Challenges to Achieving the Treaty:

Industry Opposition:

  • Oil and gas-producing countries, along with fossil fuel and chemical industry groups, resist efforts to regulate plastic production and consumption, fearing economic repercussions and loss of market share.
  • These stakeholders lobby against stringent measures, such as production caps and bans on certain types of plastics, to protect their interests.

Political Divides:

  • Negotiations for a global plastics treaty are fraught with political divisions, with disagreements over the scope, enforcement mechanisms, and responsibility-sharing among nations.
  • Certain countries advocate for voluntary commitments and minimal intervention in market dynamics, while others push for legally binding targets and regulations.

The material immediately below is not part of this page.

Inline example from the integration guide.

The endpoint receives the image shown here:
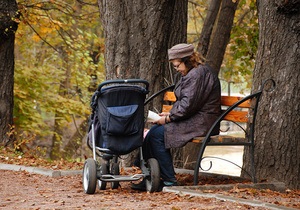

Complex Negotiation Process:

  • Negotiating a comprehensive and effective treaty requires consensus among a diverse array of stakeholders, including developed and developing nations, industry representatives, and environmental organizations.
  • Disputes over procedural matters, decision-making mechanisms, and the allocation of responsibilities often impede progress and prolong negotiations.

Influence of Special Interests:

  • Fossil fuel and chemical corporations wield significant influence over the negotiation process, deploying lobbyists and financial resources to shape outcomes in their favour.
  • Their efforts to undermine ambitious targets and weaken regulatory measures pose formidable obstacles to achieving meaningful progress towards a global plastics treaty.

Lack of Public Awareness and Engagement:

  • Despite growing awareness of the plastic pollution crisis, public engagement and mobilization remain limited, hindering efforts to exert pressure on governments and industries to prioritize environmental conservation and sustainability.